I had my finally lesson of the "off season" over at Piney last Thursday. Dance Coach and I will reconvene when Bowie reopens after the 4th of July. Things being what they were, I hadn't skated a lick between one Thursday lesson and the next. I figured this would be the skating equivalent of me having to tell my Coach that, um, I'm sorry but the dog ate my homework. Oddly enough if turned out to be one of my better lessons. Coach said the pattern, timing and even the tuck behinds for the RB were much improved. So, is less really more? Maybe someone should tell all those elite kids who skate twice a day, six days a week to just go to the beach or goof off or do something completely different every now and then.

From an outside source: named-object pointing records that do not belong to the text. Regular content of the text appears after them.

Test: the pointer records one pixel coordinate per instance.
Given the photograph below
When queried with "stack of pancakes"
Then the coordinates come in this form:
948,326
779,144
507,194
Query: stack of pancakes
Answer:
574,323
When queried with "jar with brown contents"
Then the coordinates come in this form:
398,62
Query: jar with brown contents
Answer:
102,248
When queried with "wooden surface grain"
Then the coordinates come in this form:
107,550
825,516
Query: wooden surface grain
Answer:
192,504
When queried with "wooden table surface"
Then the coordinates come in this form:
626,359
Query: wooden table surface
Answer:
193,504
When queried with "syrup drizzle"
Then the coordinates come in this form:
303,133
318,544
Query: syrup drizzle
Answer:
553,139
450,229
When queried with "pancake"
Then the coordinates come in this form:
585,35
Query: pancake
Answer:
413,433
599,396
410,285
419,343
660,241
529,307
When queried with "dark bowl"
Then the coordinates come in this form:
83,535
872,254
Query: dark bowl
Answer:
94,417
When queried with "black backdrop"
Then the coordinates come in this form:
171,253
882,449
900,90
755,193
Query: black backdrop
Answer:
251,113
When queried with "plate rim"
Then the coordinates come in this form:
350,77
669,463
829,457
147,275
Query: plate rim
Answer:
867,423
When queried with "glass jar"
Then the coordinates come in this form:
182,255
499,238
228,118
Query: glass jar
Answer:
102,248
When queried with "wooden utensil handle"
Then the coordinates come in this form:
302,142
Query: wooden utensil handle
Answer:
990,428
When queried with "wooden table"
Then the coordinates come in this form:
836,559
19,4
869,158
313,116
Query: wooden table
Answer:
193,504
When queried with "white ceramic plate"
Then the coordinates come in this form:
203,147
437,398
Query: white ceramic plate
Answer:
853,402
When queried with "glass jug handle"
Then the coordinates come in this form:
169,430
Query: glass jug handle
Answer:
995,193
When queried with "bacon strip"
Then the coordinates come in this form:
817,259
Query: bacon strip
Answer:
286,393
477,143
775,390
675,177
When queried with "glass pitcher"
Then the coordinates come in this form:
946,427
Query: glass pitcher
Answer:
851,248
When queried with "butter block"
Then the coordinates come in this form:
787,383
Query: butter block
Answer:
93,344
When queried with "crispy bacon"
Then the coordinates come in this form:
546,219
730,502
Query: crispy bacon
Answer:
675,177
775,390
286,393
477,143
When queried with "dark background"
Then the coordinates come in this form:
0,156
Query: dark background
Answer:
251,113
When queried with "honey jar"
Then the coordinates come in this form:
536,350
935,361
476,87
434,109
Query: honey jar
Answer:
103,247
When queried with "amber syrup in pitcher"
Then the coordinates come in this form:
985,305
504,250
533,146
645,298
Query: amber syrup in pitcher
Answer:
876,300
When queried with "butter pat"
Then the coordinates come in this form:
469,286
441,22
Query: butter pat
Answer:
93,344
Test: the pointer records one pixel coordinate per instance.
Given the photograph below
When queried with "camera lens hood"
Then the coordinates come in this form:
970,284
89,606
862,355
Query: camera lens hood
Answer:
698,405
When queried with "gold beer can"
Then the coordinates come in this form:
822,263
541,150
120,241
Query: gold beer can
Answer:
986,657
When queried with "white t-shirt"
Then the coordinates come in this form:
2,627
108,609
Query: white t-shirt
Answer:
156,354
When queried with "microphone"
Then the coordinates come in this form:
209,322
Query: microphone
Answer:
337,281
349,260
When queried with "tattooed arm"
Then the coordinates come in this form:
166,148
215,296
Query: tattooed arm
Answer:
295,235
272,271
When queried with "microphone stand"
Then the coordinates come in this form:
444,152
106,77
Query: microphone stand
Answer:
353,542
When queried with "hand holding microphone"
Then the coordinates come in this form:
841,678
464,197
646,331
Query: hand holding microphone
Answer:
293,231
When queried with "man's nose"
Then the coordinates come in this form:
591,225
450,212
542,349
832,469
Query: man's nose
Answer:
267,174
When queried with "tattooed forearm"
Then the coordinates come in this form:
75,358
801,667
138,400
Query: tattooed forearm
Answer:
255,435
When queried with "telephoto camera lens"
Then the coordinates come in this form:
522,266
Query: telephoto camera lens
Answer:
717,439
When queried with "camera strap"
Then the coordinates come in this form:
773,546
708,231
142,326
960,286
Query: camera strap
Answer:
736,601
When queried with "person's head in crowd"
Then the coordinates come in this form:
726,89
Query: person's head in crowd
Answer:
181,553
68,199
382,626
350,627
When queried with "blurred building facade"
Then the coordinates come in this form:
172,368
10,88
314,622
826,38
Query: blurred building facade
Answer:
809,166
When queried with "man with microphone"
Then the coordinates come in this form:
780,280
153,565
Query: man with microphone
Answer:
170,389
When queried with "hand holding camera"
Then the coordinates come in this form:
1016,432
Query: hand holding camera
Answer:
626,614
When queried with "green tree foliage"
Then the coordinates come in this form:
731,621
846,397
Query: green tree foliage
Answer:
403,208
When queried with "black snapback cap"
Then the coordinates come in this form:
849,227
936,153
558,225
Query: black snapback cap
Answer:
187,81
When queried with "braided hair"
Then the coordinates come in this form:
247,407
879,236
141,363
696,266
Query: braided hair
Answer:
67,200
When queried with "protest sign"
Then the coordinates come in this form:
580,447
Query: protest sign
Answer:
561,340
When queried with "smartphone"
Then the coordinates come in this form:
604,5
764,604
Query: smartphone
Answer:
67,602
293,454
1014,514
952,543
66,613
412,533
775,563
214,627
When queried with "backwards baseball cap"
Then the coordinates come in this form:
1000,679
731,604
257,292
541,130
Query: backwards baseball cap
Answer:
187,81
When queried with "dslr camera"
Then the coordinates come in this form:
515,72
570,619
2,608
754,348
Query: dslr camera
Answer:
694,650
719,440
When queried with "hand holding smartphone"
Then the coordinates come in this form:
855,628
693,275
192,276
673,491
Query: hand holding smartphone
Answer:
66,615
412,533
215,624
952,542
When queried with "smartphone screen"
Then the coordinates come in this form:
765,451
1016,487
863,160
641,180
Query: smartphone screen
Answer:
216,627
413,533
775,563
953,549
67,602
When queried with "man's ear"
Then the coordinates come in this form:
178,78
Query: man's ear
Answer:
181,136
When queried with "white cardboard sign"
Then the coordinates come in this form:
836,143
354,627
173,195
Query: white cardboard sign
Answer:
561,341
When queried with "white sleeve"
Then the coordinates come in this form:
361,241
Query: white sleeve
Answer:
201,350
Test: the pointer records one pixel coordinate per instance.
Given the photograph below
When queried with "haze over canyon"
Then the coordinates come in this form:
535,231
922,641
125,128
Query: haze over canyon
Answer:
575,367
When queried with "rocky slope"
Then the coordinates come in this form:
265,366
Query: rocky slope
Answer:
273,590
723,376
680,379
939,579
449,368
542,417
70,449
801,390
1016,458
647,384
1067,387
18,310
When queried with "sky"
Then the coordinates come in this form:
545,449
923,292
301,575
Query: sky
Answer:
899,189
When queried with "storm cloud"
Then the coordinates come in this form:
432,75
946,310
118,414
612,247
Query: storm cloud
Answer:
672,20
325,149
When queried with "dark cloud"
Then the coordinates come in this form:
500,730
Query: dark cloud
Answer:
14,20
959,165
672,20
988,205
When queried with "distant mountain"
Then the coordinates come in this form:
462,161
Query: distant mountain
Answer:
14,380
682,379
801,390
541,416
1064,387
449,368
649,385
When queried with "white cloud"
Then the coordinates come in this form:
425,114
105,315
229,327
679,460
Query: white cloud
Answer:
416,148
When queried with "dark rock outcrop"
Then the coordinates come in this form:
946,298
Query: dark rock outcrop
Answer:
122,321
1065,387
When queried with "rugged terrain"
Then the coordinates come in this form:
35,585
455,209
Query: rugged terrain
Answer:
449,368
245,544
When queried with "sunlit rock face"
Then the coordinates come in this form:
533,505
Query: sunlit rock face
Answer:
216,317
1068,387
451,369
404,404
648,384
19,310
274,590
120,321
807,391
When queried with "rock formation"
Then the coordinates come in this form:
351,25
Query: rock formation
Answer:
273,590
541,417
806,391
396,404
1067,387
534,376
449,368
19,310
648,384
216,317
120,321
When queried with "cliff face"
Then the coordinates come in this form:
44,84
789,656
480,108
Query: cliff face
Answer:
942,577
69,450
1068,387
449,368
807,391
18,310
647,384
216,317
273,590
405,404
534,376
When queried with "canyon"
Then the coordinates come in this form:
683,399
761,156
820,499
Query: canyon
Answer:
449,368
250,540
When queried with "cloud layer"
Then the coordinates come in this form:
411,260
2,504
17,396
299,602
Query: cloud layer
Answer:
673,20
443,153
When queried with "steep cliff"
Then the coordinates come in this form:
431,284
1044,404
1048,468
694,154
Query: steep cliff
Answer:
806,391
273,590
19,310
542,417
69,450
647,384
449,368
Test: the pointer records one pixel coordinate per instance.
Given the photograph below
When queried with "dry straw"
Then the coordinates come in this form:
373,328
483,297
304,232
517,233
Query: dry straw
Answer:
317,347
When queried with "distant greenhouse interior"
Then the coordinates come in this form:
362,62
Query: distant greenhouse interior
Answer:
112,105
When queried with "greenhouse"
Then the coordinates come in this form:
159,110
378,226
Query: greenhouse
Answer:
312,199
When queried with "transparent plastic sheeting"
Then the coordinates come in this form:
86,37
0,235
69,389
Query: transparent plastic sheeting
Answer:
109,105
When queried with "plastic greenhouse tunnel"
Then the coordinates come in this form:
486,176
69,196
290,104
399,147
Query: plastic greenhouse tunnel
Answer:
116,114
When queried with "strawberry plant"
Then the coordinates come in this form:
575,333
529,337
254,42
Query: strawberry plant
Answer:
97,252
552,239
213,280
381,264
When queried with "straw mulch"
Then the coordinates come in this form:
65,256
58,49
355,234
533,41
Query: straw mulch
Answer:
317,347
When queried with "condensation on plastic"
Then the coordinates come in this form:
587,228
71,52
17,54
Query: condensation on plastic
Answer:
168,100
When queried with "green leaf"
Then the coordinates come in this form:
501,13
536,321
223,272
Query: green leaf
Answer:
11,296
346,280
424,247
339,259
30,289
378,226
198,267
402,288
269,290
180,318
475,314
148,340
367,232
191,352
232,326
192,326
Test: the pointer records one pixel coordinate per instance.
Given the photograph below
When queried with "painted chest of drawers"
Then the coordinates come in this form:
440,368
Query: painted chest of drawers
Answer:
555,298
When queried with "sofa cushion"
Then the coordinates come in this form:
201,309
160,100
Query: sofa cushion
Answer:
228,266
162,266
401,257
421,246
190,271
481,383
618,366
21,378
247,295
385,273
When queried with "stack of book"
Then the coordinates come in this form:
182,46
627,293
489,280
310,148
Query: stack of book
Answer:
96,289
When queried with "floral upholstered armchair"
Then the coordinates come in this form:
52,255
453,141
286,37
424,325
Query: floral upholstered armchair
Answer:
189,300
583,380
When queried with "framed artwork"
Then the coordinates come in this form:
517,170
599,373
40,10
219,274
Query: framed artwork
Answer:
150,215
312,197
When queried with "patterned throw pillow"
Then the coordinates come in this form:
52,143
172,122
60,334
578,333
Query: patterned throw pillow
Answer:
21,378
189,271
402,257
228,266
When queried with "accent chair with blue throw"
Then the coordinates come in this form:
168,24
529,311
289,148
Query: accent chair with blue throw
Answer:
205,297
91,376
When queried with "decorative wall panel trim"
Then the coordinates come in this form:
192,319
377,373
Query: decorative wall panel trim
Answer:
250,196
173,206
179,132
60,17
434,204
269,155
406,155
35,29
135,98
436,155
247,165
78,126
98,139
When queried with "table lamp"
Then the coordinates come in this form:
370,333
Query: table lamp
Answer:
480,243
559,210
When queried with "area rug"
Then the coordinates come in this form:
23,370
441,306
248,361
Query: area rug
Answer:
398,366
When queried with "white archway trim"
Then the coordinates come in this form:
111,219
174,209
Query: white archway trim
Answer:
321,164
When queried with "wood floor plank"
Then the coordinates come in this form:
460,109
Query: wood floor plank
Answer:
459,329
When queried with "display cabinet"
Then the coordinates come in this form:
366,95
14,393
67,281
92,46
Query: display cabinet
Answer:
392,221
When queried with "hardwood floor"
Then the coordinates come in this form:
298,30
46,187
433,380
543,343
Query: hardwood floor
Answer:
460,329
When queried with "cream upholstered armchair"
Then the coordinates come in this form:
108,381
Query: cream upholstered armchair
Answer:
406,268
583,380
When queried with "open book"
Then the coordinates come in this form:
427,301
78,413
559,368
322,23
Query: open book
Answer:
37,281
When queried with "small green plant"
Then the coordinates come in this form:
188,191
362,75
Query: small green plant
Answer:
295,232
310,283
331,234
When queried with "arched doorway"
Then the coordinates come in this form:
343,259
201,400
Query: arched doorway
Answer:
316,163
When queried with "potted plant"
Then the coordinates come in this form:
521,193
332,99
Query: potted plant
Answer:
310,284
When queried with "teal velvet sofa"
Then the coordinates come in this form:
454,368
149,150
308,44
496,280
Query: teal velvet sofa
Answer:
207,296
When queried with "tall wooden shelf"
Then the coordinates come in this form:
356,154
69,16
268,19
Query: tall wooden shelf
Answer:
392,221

But back to the title of this post: timing. One thing the became apparent when we skated together is that every now and then my timing for the first tuck behind would be off. Coach had me skate the dance solo and said "when you count you're getting confused at the inside swing rolls." The swing rolls in question come immediately after the lilt step sequence in the dance:
If one looks at the dance pattern, the lilt sequence starts at step 5 which is held for two beats; steps 6 & 7 are one beat each and step 8 is held for two beats. So, if you're counting 1, 2, 3, 4--the lilt sequence goes 1,2,3,4,1,2. This means that the two inside swing rolls (steps 9 and 10) start off at the 3, 4 count--as in you start the swing roll at the 3 count of your 4 count beat rather than starting the beginning of the swing roll on the 1 count which is how most other dances (granted I've only skated the first three dances) treat the next new skating element.
This little anomaly repeats during the second swing roll (step 10) and finally resolves itself at the progressive (steps 11 through 13), just before the first tuck behind. But until my Coach pointed this out I was getting thrown off course--I think the times I actually got the dance correct were the times I miscounted beats! Somehow I'd not picked up on this. But that's why coaches are so valuable!
Thanks for the reminder that sometimes a little time off is good! I've actually never worked on the Rhythm Blues (not in the test structure when I was testing the first few levels years ago), though I've had kind and patience friends show me the steps (repeatedly) during social dance. The kinds of rhythmic patterns you describe (where step sequences and hold run over from one measure to another) is true of the pre-gold Blues as well as (I think) the Midnight Blues. So you're just getting prepped for good things to come!